Cryogenic Multiphase Mass Flow Meter
Tech4Imaging, LLC has spent the last few years researching, developing and testing a new capacitance-based multiphase cryogenic flowmeter. Originally presented at CEC/ICMC’23 in Honolulu, the new design was able to achieve high accuracy across a broad range of flow rates, volume fractions and flow regimes. This development required overcoming several significant technological hurdles.
Tech4Imaging’s patent-pending mass flow meter relies on cross-correlation of a capacitance flow signal as fluid moves through the sensor. Measurement of flow velocity via cross-correlation required the development of a very high-speed data processing architecture, capable of collecting over 20,000 frames per second. The instrument measures the volume fraction of liquid in the region based on the difference in the dielectric constant between the liquid and gas phase of the cryogen. The volume fraction is then converted to a mass fraction based on the densities of the phases at the measured operating temperature. From the mass fraction and velocity, the mass flow rate can be calculated.
Cryogenic Multiphase Calibration Flow Loop
Calibrating and verifying the flowmeter required the construction of a multiphase cryogenic flow loop. This system was also a significant development by Tech4Imaging, capable of independently varying the flow rate and volume fraction to achieve a wide range of fluid flow conditions. The instrument and flow loop have been extensively tested with LN2 and are in the process of being tested with LH2. Adaptation to other cryogens like LOX or liquid methane is expected to follow. A paper summarizing the construction of the flow loop, the overall test regime, and the results will soon be published in the IOP Conference Series: “Materials Science and Engineering, Advances in Cryogenic Engineering.”
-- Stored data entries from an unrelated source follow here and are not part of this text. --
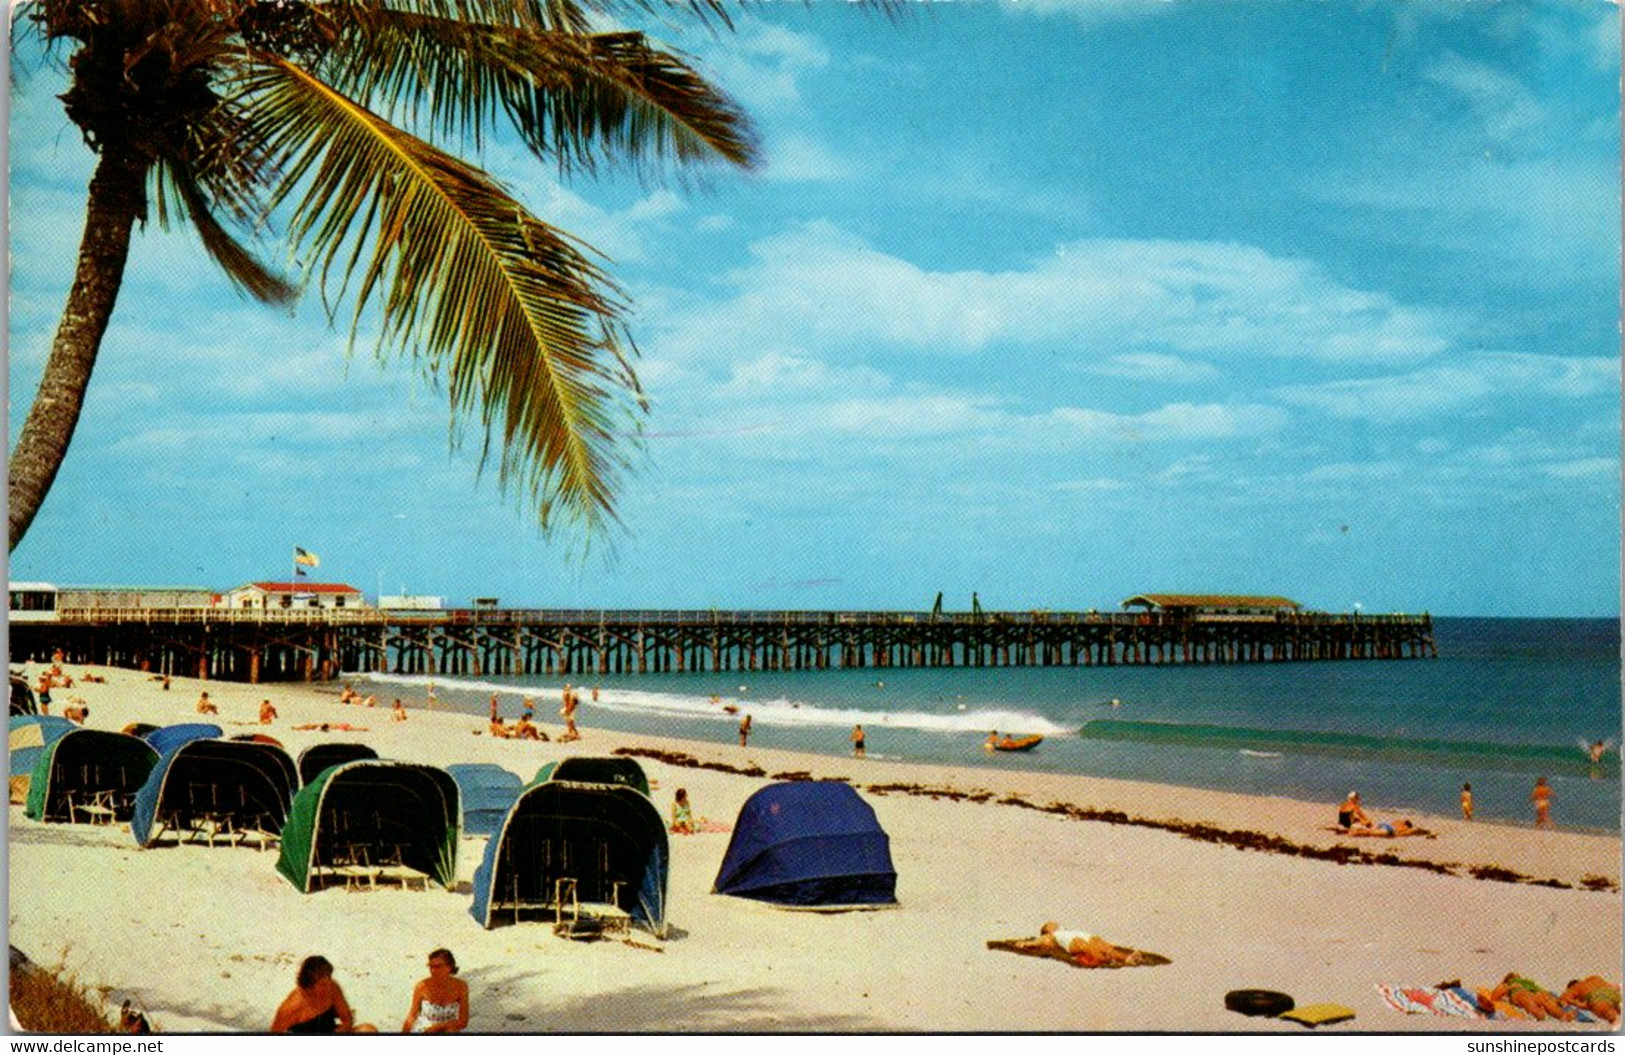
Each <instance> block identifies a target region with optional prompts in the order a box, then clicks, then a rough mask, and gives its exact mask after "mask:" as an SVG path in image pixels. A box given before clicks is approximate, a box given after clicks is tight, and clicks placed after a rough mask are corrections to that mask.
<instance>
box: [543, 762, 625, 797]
mask: <svg viewBox="0 0 1625 1055" xmlns="http://www.w3.org/2000/svg"><path fill="white" fill-rule="evenodd" d="M546 780H572V782H575V784H624V785H626V787H629V788H632V790H637V792H642V793H643V795H648V777H645V775H643V767H642V766H639V764H637V761H635V759H629V758H593V756H580V758H575V756H572V758H565V759H559V761H557V762H548V764H546V766H543V767H541V769H538V771H536V775H535V777H531V784H543V782H546Z"/></svg>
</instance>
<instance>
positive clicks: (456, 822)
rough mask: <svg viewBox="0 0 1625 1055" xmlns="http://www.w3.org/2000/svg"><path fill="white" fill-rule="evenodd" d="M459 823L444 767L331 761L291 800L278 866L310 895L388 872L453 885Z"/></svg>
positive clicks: (454, 802)
mask: <svg viewBox="0 0 1625 1055" xmlns="http://www.w3.org/2000/svg"><path fill="white" fill-rule="evenodd" d="M460 821H461V803H460V801H458V792H457V782H455V780H452V775H450V774H448V772H445V771H444V769H436V767H434V766H418V764H414V762H388V761H377V759H359V761H354V762H345V764H341V766H332V767H328V769H323V771H322V772H320V774H319V775H317V777H315V780H312V782H310V784H307V785H306V787H304V788H302V790H301V792H299V793H297V795H296V797H294V805H293V808H291V810H289V813H288V823H286V824H284V826H283V849H281V857H280V858H278V860H276V871H280V873H283V876H286V878H288V881H289V883H293V884H294V886H296V888H299V889H301V891H304V892H306V894H309V892H312V891H317V889H322V886H325V884H327V883H328V881H332V879H335V878H346V879H348V878H353V876H356V875H358V873H359V875H372V876H377V873H380V871H387V870H406V871H411V873H421V875H423V876H427V878H429V879H434V881H436V883H439V884H440V886H444V888H447V889H452V888H453V886H455V884H457V844H458V836H460V832H458V824H460Z"/></svg>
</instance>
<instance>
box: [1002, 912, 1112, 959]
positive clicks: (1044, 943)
mask: <svg viewBox="0 0 1625 1055" xmlns="http://www.w3.org/2000/svg"><path fill="white" fill-rule="evenodd" d="M1017 944H1019V946H1022V948H1027V949H1038V951H1048V949H1058V951H1061V953H1066V954H1068V956H1071V957H1072V959H1074V961H1077V962H1079V964H1082V966H1084V967H1100V966H1105V964H1126V962H1128V961H1129V959H1131V957H1133V956H1134V949H1124V948H1123V946H1118V944H1111V943H1110V941H1107V940H1105V938H1102V936H1100V935H1090V933H1087V931H1082V930H1061V925H1059V923H1056V922H1055V920H1050V922H1048V923H1045V925H1043V927H1040V928H1038V936H1037V938H1022V940H1020V941H1019V943H1017Z"/></svg>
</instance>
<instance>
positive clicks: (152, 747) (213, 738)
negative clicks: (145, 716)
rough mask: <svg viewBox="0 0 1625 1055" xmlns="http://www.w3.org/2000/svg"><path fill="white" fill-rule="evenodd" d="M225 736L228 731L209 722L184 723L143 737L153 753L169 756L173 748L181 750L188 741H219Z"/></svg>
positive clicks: (174, 725) (192, 722) (182, 722)
mask: <svg viewBox="0 0 1625 1055" xmlns="http://www.w3.org/2000/svg"><path fill="white" fill-rule="evenodd" d="M224 735H226V730H223V728H221V727H218V725H211V723H208V722H182V723H180V725H166V727H164V728H154V730H153V732H151V733H148V735H146V736H143V740H146V743H148V745H151V748H153V751H158V753H159V754H167V753H169V749H171V748H179V746H180V745H184V743H187V741H189V740H218V738H219V736H224Z"/></svg>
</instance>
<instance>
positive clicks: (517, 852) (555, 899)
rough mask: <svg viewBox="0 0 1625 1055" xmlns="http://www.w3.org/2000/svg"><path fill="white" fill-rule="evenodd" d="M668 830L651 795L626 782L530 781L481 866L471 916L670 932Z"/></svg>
mask: <svg viewBox="0 0 1625 1055" xmlns="http://www.w3.org/2000/svg"><path fill="white" fill-rule="evenodd" d="M668 860H669V857H668V847H666V826H665V823H663V821H661V818H660V811H658V810H656V808H655V805H653V803H652V801H648V797H647V795H643V793H640V792H635V790H632V788H630V787H626V785H619V784H572V782H564V780H546V782H543V784H531V785H530V787H526V788H525V792H523V793H522V795H520V797H518V800H515V803H513V808H512V810H509V814H507V818H504V823H502V827H500V831H497V834H496V836H492V837H491V842H487V844H486V857H484V860H483V862H481V865H479V868H478V870H476V871H474V904H473V907H471V910H470V912H471V915H473V917H474V920H476V922H478V923H479V925H481V927H486V928H491V927H497V925H502V923H518V922H523V920H526V918H530V920H543V922H549V923H552V925H554V927H561V925H570V927H575V925H578V923H580V922H582V920H588V923H590V925H598V927H617V925H619V927H630V925H632V923H640V925H643V927H645V928H648V930H650V931H652V933H653V935H655V936H658V938H665V935H666V868H668Z"/></svg>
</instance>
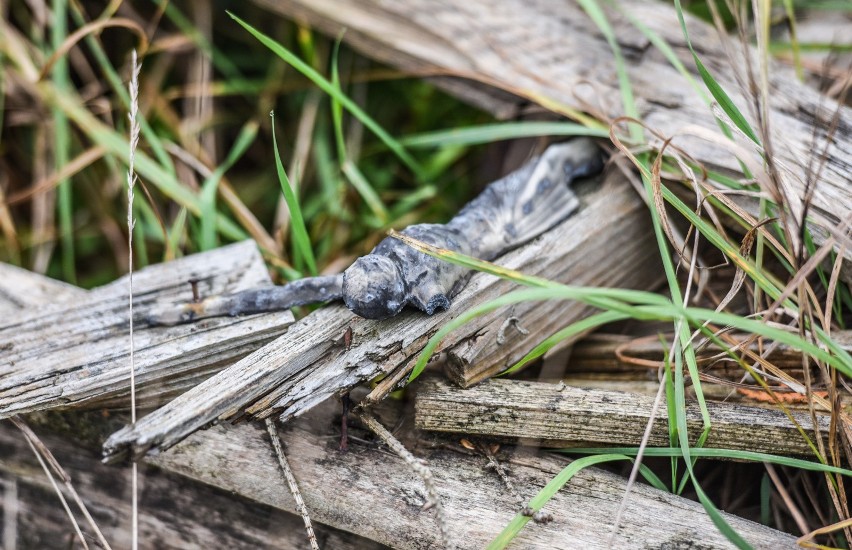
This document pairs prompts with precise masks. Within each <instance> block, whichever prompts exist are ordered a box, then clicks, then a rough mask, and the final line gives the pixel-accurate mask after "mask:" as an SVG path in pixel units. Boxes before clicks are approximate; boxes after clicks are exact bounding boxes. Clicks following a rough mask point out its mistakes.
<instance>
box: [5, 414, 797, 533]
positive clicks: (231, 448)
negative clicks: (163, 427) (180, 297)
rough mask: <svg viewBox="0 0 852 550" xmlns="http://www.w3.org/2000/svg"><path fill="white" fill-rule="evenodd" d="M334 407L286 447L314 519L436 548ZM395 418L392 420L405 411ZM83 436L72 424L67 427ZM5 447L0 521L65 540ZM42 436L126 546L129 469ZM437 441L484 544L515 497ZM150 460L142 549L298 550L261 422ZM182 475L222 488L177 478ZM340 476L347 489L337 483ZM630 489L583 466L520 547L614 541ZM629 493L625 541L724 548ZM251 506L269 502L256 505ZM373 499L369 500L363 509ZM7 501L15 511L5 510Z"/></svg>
mask: <svg viewBox="0 0 852 550" xmlns="http://www.w3.org/2000/svg"><path fill="white" fill-rule="evenodd" d="M334 408H335V407H334V405H333V403H331V404H330V403H326V406H325V407H322V408H319V409H316V410H315V411H314V412H313V413H311V414H310V415H308V416H306V417H303V418H302V419H300V420H299V421H298V422H297V423H296V425H295V426H291V427H289V428H288V429H287V430H286V431H285V432H284V438H283V439H284V444H285V445H286V447H287V449H288V452H289V453H290V457H291V462H292V464H293V468H294V470H295V473H296V475H297V476H298V477H299V479H300V483H301V484H302V486H303V493H304V494H305V498H306V500H307V503H308V506H309V507H310V509H311V510H312V513H313V515H314V517H315V518H316V519H317V520H319V521H322V522H324V523H326V524H328V525H333V526H336V527H338V528H341V529H344V530H348V531H350V532H352V533H356V534H359V535H362V536H364V537H369V538H370V539H374V540H375V541H381V542H384V543H385V544H388V545H391V546H394V547H397V548H423V547H434V546H435V545H436V544H437V543H439V541H438V540H437V536H438V535H437V529H436V528H435V527H434V526H433V525H432V524H431V523H430V521H434V520H432V519H431V517H427V516H430V515H431V514H430V513H428V512H423V511H421V510H420V507H421V505H422V503H423V502H424V498H425V495H424V493H423V488H422V486H421V485H420V483H421V482H420V481H419V480H418V479H417V478H416V476H414V475H413V474H412V473H411V472H410V470H409V469H408V467H407V466H405V465H404V464H403V463H402V461H401V460H399V459H398V458H397V457H395V456H393V455H391V454H389V453H388V452H387V451H385V450H384V449H383V448H376V447H373V446H372V445H362V444H360V443H358V442H357V441H352V442H351V443H350V449H351V452H349V453H340V452H338V451H337V448H336V447H337V443H336V442H337V434H336V429H335V428H333V426H336V423H335V422H332V421H331V418H330V417H331V416H332V415H333V414H334V412H333V409H334ZM391 414H393V415H395V416H396V415H398V414H399V411H391ZM83 422H84V424H85V429H86V431H87V432H92V431H94V432H97V430H98V428H97V427H96V425H93V424H92V423H91V422H87V421H85V420H84V421H83ZM330 429H331V430H332V431H331V433H329V430H330ZM76 430H77V428H74V427H71V428H70V431H72V432H75V433H76ZM403 433H404V434H405V435H406V437H405V439H406V442H407V444H409V445H410V446H411V447H412V448H415V447H417V446H418V445H417V444H416V441H418V436H417V434H416V433H415V431H414V430H411V429H406V430H404V431H403ZM0 443H2V444H0V449H2V452H0V455H2V458H3V460H2V461H0V481H2V482H3V483H2V486H3V489H4V490H3V498H2V501H0V507H3V509H4V514H3V517H4V521H12V522H14V523H15V526H14V527H15V529H16V531H17V536H18V541H21V543H22V545H23V546H38V547H47V548H50V547H59V546H60V545H64V543H65V538H64V537H63V535H64V534H67V533H68V529H67V523H66V521H65V518H64V516H62V515H61V512H59V509H60V508H59V507H58V506H56V505H55V503H54V499H55V495H53V494H52V492H51V490H50V489H48V486H47V482H46V480H45V479H44V478H43V476H42V474H41V472H40V470H38V469H37V466H36V465H35V462H34V459H33V457H32V455H31V454H30V453H29V451H28V449H27V448H26V446H25V445H24V442H23V440H22V439H21V438H20V437H19V436H18V434H17V432H16V431H15V430H14V429H12V428H11V426H9V425H8V424H0ZM46 443H47V445H48V446H49V447H50V448H51V449H52V450H53V452H54V453H55V454H56V455H57V456H58V458H59V460H60V462H61V463H62V464H63V466H64V469H65V470H66V472H69V473H70V475H71V476H72V481H73V483H74V485H75V487H76V488H77V490H78V492H80V493H81V494H82V495H83V498H84V499H85V500H86V501H87V504H88V507H89V509H90V510H92V512H93V514H94V515H95V519H96V521H97V522H98V524H99V525H100V527H101V528H102V529H103V530H104V531H105V533H106V534H107V537H108V538H109V540H111V541H115V542H116V543H117V544H124V545H126V544H127V543H128V541H127V534H128V532H129V528H128V524H129V517H130V510H129V506H128V502H129V501H130V499H129V495H128V494H127V491H128V483H127V479H126V476H127V471H126V470H116V469H115V468H110V467H106V466H103V465H100V464H98V463H97V460H96V458H95V457H94V456H92V454H90V452H88V451H87V450H86V449H85V448H83V447H81V446H78V445H72V444H69V443H68V442H67V441H64V440H62V439H60V438H58V437H48V438H47V439H46ZM429 448H431V450H427V451H426V452H427V453H428V458H429V460H430V462H431V464H432V466H433V470H434V471H435V472H437V473H438V481H439V487H440V490H441V493H442V498H445V499H446V507H447V509H448V510H449V512H450V518H451V522H452V523H451V526H450V528H451V531H452V532H453V534H454V536H455V539H454V540H455V541H456V542H457V543H458V544H459V547H461V548H481V547H483V545H484V544H485V543H486V542H487V541H488V540H489V539H490V538H492V537H493V536H494V534H496V532H497V531H498V530H499V529H500V528H501V527H502V526H503V525H504V524H505V523H506V522H507V521H508V520H509V519H510V518H511V517H512V516H513V515H514V514H515V513H516V511H517V510H516V508H517V502H516V501H515V496H514V495H511V494H509V493H508V492H507V491H506V490H505V488H504V487H503V486H502V484H501V481H500V480H499V479H498V478H497V476H496V475H494V474H493V473H489V471H488V470H486V469H484V468H483V466H484V464H485V460H484V459H483V458H481V457H477V456H470V455H467V454H460V453H457V452H453V451H449V450H447V448H446V446H444V447H435V446H427V449H429ZM420 453H421V451H418V454H420ZM501 460H505V461H507V462H508V464H509V465H510V467H511V470H512V476H513V479H514V482H515V485H517V486H518V487H519V490H520V491H521V492H522V493H523V495H522V496H523V498H525V499H528V498H530V497H531V496H532V495H533V494H534V493H535V492H536V491H537V490H538V489H539V488H540V487H541V486H543V485H544V484H545V483H546V482H547V481H549V480H550V479H551V478H552V477H553V475H555V474H556V472H558V471H559V469H560V468H561V467H562V466H563V465H564V464H565V463H566V462H567V461H565V460H563V459H561V458H556V457H547V456H535V455H532V454H523V455H515V456H513V457H509V458H507V457H506V456H503V457H501ZM149 461H150V462H152V463H154V464H157V465H158V466H159V467H160V468H162V469H163V470H164V471H165V472H163V473H160V472H156V471H152V470H151V469H147V470H146V469H145V468H143V469H142V471H143V476H142V478H141V483H140V487H141V490H142V493H141V497H140V504H141V506H140V515H139V524H140V534H141V542H142V544H143V545H149V546H150V547H157V548H187V547H189V548H192V547H198V548H209V547H211V546H217V547H218V546H222V545H225V546H228V547H229V548H241V547H261V546H267V545H269V546H277V547H299V546H301V545H302V544H303V543H304V539H302V538H301V537H302V534H301V529H300V528H299V527H298V520H297V519H296V518H295V516H292V515H290V514H289V513H286V514H283V515H276V514H275V512H274V510H275V509H280V510H287V511H292V510H293V509H294V507H295V504H294V503H293V502H292V497H290V495H289V493H288V492H287V491H286V490H284V485H283V483H284V481H283V480H282V479H281V477H280V476H279V475H278V472H277V469H276V468H277V466H276V464H275V458H274V456H273V455H272V453H271V452H270V449H269V446H268V442H267V440H266V439H265V436H264V435H263V434H262V432H261V431H260V430H259V429H257V428H256V427H252V426H247V425H242V426H237V427H233V426H227V425H226V426H220V427H217V428H214V429H213V430H209V431H206V432H202V433H199V434H196V435H194V436H192V437H190V438H189V439H188V440H187V441H185V442H184V443H183V444H182V445H180V446H179V447H178V448H177V449H175V450H174V451H172V452H169V453H166V454H163V455H160V456H159V457H156V458H154V459H149ZM175 473H179V474H183V475H185V476H187V477H189V478H191V479H193V480H196V481H198V482H202V483H203V484H209V485H212V486H213V487H215V488H218V489H223V490H224V491H227V493H223V492H221V491H217V490H215V489H213V488H209V487H204V486H202V485H201V484H199V483H195V482H193V481H191V480H188V479H181V478H180V477H178V476H175V475H174V474H175ZM330 480H335V482H334V483H332V482H330ZM341 484H344V485H345V487H346V489H345V490H342V491H341V490H340V487H341ZM624 490H625V485H624V481H623V480H621V479H620V478H618V477H617V476H614V475H612V474H607V473H603V472H601V471H599V470H596V469H588V470H585V471H584V472H582V473H581V474H579V475H578V476H576V477H575V478H574V479H573V480H572V482H571V483H570V484H569V485H568V487H567V488H566V489H565V490H563V491H562V492H560V493H559V494H558V495H557V496H556V497H555V498H554V499H553V500H552V501H551V502H550V503H549V504H548V505H547V508H546V510H547V511H549V512H551V513H552V514H553V515H554V518H555V521H554V523H552V524H549V525H546V526H542V525H529V526H528V527H527V528H526V529H525V530H524V531H523V532H522V534H521V535H520V537H519V538H518V539H517V544H518V545H520V546H522V547H548V548H576V547H584V548H603V547H607V546H608V545H609V528H608V525H609V524H608V521H611V518H612V516H613V515H614V510H615V509H616V507H617V506H618V505H619V503H620V500H621V495H622V494H623V492H624ZM243 497H245V498H243ZM631 499H635V500H631V504H632V505H633V506H631V507H629V508H628V513H627V515H626V516H625V517H624V519H623V522H622V524H621V529H620V530H619V533H618V536H617V538H616V539H615V541H614V542H615V543H616V544H618V545H619V546H620V547H625V548H629V547H639V546H642V547H647V546H648V545H651V546H655V547H662V546H666V545H672V544H678V543H680V542H683V541H690V540H701V541H702V543H703V544H704V545H705V546H706V547H707V548H727V547H729V544H728V543H727V542H726V541H725V540H724V538H723V537H722V536H721V535H720V534H719V533H718V531H716V529H715V528H714V527H713V525H712V523H711V522H710V521H709V520H708V519H707V516H706V515H705V514H704V513H703V511H702V510H701V509H700V507H699V506H698V505H697V504H696V503H694V502H691V501H688V500H685V499H682V498H679V497H676V496H673V495H668V494H665V493H661V492H659V491H656V490H654V489H650V488H648V487H644V486H638V487H635V488H634V489H633V491H632V493H631ZM249 500H251V501H254V502H258V503H260V505H257V504H255V505H252V504H250V502H249ZM365 502H367V503H369V506H364V503H365ZM11 509H13V510H14V513H5V512H11ZM57 514H60V515H57ZM648 518H660V521H648ZM726 519H727V520H728V521H729V522H731V523H732V525H733V527H734V528H735V529H736V530H737V531H738V532H739V533H740V534H741V535H743V536H744V537H746V539H747V540H749V541H750V542H752V543H753V544H755V547H757V548H786V547H792V546H793V542H794V541H793V538H792V537H790V536H789V535H785V534H782V533H779V532H777V531H774V530H772V529H768V528H765V527H762V526H759V525H756V524H754V523H751V522H748V521H745V520H742V519H739V518H736V517H732V516H728V517H727V518H726ZM663 520H665V521H663ZM223 525H227V529H223V528H222V527H223ZM5 527H11V526H8V525H6V526H5ZM317 531H318V534H319V537H320V542H321V544H322V547H323V548H349V547H357V548H370V547H372V546H374V545H375V546H378V543H376V542H369V541H367V540H365V539H363V538H354V537H353V536H352V535H344V534H341V533H339V532H337V531H334V530H332V529H328V528H327V527H324V526H318V528H317Z"/></svg>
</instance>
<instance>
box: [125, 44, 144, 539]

Cryogenic Multiphase Mass Gauging
Tech4Imaging is at the forefront of cryogenics research. Tech4Imaging’s other main technology called Electrical Capacitance Volume Tomography, or ECVT, is able to record images and phase distribution data of multiphase mixtures. Tech4Imaging has recently applied this technology to study microgravity mass gauging.
Fluids, often propellants, in microgravity don’t maintain a consistent and easy-to-measure level state. This limits the techniques that can be used to measure the amount of fluid remaining in a tank, a critical parameter for long-term space missions.
Traditional methods have serious drawbacks in terms of accuracy, reliability and response time. ECVT, however, has tremendous potential to solve these problems. In an upcoming series of papers in the journal Cryogenics and the journal Sensors, Tech4Imaging will demonstrate the construction and testing of a prototype sensor, as well as a variety of techniques to improve the accuracy of the reconstructed mass fraction using imaging and newly developed machine learning algorithms.
Capacitance technology has many advantages in the field of cryogenics due to its non-intrusive, non-hazardous nature, its fast response times and its high degree of sensitivity. Tech4Imaging hopes to continue to push the boundaries of new research into cryogenic fluid dynamics using its newly developed technology.